脳科学者・恩蔵絢子が新たに提唱する感情労働の可能性
2025年10月17日、株式会社河出書房新社から、注目の脳科学者である恩蔵絢子さんの新刊『感情労働の未来――脳はなぜ他者の"見えない心"を推しはかるのか?』が発売されます。本書は、感情労働の理解を深めるだけでなく、現代社会におけるその重要性を問い直す内容となっています。
恩蔵研究者は、アルツハイマー型認知症に関する画期的な見解を示した、前作『脳科学者の母が、認知症になる』から7年を経て、今回の最新作を書き上げました。感情労働とは、主に医療や介護、サービス業において、自身の感情をコントロールしながら、他者に向き合う必要がある仕事を指します。実際に多くの人々が、偽りの笑顔を作ったり、本音を抑え込んだりする中で、ストレスや精神的負担を抱えています。

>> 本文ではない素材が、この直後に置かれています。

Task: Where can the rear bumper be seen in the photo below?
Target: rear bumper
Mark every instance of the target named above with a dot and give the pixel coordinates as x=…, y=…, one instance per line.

本書では、感情労働の原点がどこにあるのか、またその社会的意義は何かを探求していきます。1983年にアーリー・ラッセル・ホックシールドが著書『管理される心』で述べたように、感情を管理することが求められる職場では、感情労働とプライベートにおける感情作業は異なる存在として語られています。しかし著者は、これら二つの活動が実際には同じ脳の働きによるものであると主張。感情労働の全体像を新たな枠組みで考察します。
特に著者が注目するのは、SNSが若年層の脳に与える影響です。「いいね」の数を気にするあまり、他者に合わせることに必死になることで、自己の感情すら見失ってしまうという事態が進行しています。このような現代のメディア環境は、感情労働の最前線といえるでしょう。

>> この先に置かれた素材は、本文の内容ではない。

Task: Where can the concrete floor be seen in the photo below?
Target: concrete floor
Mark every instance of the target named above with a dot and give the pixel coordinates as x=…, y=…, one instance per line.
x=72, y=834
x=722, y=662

興味深いのは、著者が提示する問題提起です。知能指数(IQ)が高いチームと、社会的感受性が高いチーム、どちらがより良い成果を出すのかという問いです。著者は、チーム内に社会的感受性が高い人がいる場合、そのチームの成績が最も良いと示唆しています。このことから、感情労働は単なる感情のコントロールではなく、他者を理解し共感する力を育む新たな知性であると考えられています。
さらに著者は、AIと人間の感情の理解の違いについても言及。大規模言語モデルが人間の心を推測できるかという問いを提起し、AI時代における感情の役割を考察していきます。人間としての感情がどのように進化し、またAIとの関係性はどうなるのかを紐解くことが、本書の大きなテーマとなっています。

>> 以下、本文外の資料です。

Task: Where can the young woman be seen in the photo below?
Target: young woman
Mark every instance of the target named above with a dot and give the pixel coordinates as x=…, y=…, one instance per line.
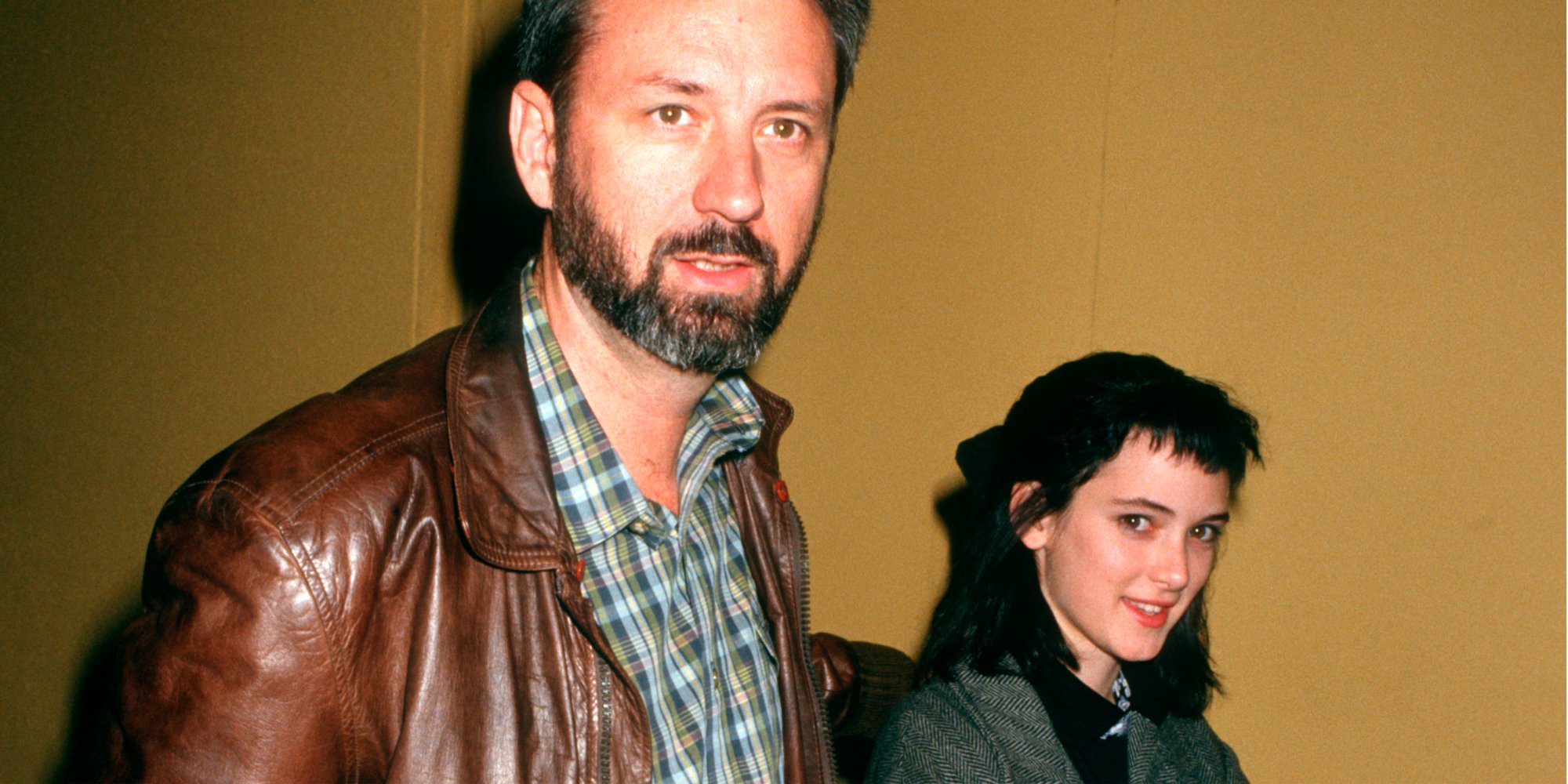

本書は、単に感情労働を理解するだけでなく、それを通じて人間の可能性を拓く一冊です。これからの時代に必要不可欠な視点を提供する内容で、非常に示唆に富んだ作品と言えるでしょう。新刊『感情労働の未来』をぜひ手に取って、今後の自分自身の考え方や働き方を見直すきっかけにしてみて欲しいと思います。
著者紹介
恩蔵 絢子(おんぞう・あやこ)さんは、1979年に神奈川県で生まれた脳科学者です。専門は自意識と感情に関する研究で、上智大学理工学部を卒業後、東京工業大学大学院で学びました。現在は東京大学大学院で研究を続ける傍ら、いくつかの大学で非常勤講師として教鞭をとっています。著書には、先述の『脳科学者の母が、認知症になる』や、共著に『認知症介護のリアル』などがあります。近年、放送されたNHKスペシャルでも高い評価を得ています。彼女の最新刊は、人工知能時代の必読書として、多くの人にとって新しい知見を提供するものでしょう。